Murder on the Thirty-First Floor
Page 14
‘No.’
‘I can’t explain everything. It would take us too far. It’s conceivable you’ve forgotten the meaning of the terms I’m using, but you must have heard them at some time. Consequently, you’ll gradually start to understand their implications and see the whole picture.’
Jensen put down his pen and listened.
‘As I told you before, I became an arts correspondent, initially because I didn’t think I had it in me to be an author. I wasn’t good enough, to put it simply, even though writing was vitally important to me. It was almost my only passion.’

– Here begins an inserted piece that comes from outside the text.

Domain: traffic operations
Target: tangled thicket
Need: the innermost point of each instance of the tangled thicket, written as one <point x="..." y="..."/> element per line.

He paused. Light rain pattered on the windows.
‘I worked as an arts editor on a privately owned newspaper for many years. Its pages not only provided information about art, literature, music and so on, they also left room for debate. For me, as for some other people, the debate was perhaps the most important element. It was broad in its scope, spanning virtually every aspect of society. It was often sharply critical, and not all the views expressed and points made were thoroughly thought through, not by any means.’
Jensen started to move.
‘Stop,’ said the man, and held up his right hand. ‘I think I know what you’re going to say. Yes, that’s right, it did disturb people, and quite often dismayed or disappointed them, made them angry or frightened. It didn’t try to placate anybody, be they institutions, ideas or individuals. We, that’s to say I and a few others, thought that was only right.’
Jensen carried through his move, checking the time. 19.45.

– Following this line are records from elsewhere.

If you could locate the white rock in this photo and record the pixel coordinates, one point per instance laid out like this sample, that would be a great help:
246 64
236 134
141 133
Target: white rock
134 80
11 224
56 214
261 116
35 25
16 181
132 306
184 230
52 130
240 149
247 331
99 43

‘It’s claimed,’ the man said thoughtfully, ‘that criticism and violent attacks would on occasion hit a person so hard that they took their own life.’
He lapsed into silence for a moment. The rain could still be heard.
‘Some of us were called cultural radicals, but we were all radical of course, whether our newspapers were privately owned or socialist. That didn’t dawn on me until later, though. But then, politics wasn’t something I took a major interest in. Besides, I mistrusted our politicians. Their qualifications often seemed inadequate to me, on both a human and an educational level.’
Inspector Jensen drummed his fingers lightly on the edge of the table.
‘I know, you’re waiting for me to get to the point,’ the other man said mournfully. ‘All right: one social phenomenon I mistrusted wholeheartedly and consistently was magazines. To my way of thinking, they had done nothing but harm for a long time. In fact, of course, they fulfilled their purpose, such as it was, and should be allowed to survive, but that certainly didn’t mean they should be left to live in peace. I devoted a lot of my time to scrutinising their so-called ideology, to dissecting it and tearing it to bits. I did that in a whole series of articles, and in a polemical book.’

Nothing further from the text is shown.